The United Nations has launched a $1 billion appeal on Thursday to assist around five million of Turkey’s devastating earthquake survivors.

Questioned about why the appeal for Turkey is targeted at only 5.2 million people, despite more than 15 million were affected by the tremors, UN spokesperson Stephane Dujarric said the campaign was designed in close cooperation with Turkish government.

“This is the number they came up with for the focus on people who need the most humanitarian aid, most quickly, and where the UN can be most effective,” he said, Associated Press reported on Friday.

Earlier this week, the UN also started a $397 million appeal to help around five million Syrians across the border in the rebel-held north-west, AP said.

Dujarric also was asked why the appeal for Turkey is two and a half times larger than the one for Syria to help almost the same number of people.

Part of the reason was that “there is already a well-established humanitarian community which has been working in Syria” and that before the tremor there was a $4.8 billion humanitarian appeal for the war-torn country for 2023, Dujarric said.

“So there’s already a humanitarian pot of money that exists for Syria, which did not exist for Turkey,” Dujarric added.

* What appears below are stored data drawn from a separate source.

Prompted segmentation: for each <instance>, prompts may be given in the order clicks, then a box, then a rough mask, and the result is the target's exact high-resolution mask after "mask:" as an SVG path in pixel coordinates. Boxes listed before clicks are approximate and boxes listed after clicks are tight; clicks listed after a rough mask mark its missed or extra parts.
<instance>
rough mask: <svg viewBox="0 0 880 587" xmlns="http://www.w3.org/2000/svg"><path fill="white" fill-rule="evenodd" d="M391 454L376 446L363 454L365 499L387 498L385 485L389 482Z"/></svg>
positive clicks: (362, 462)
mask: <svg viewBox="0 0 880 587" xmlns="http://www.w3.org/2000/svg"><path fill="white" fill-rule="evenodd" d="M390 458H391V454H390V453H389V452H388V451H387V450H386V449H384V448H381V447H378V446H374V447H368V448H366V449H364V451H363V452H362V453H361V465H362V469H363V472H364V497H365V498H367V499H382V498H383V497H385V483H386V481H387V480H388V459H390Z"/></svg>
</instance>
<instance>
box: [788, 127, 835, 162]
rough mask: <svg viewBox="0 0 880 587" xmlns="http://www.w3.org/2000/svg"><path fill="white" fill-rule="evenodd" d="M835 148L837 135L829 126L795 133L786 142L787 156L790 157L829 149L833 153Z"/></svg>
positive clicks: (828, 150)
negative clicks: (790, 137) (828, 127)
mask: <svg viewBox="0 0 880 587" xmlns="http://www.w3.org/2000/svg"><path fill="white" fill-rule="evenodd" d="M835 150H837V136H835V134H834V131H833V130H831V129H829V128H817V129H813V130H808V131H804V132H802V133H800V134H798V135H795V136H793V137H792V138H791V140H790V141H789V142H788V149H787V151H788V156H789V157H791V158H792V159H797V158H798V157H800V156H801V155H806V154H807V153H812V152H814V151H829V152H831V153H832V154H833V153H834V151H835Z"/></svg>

Both appeals are for emergency funds for the next three months, and will be followed by fresh appeals for longer-term help, AP said.

While announcing the appeal for Turkey, UN Secretary General Antonio Guterres urged international community to step up and fully fund this “critical effort in response to one of the biggest natural disasters of our times”.

This will allow aid groups to rapidly scale up support for government-led relief efforts, including providing food, protection, education, water and shelter to survivors, the UN chief said.

“The needs are enormous, people are suffering and there’s no time to lose,” he said.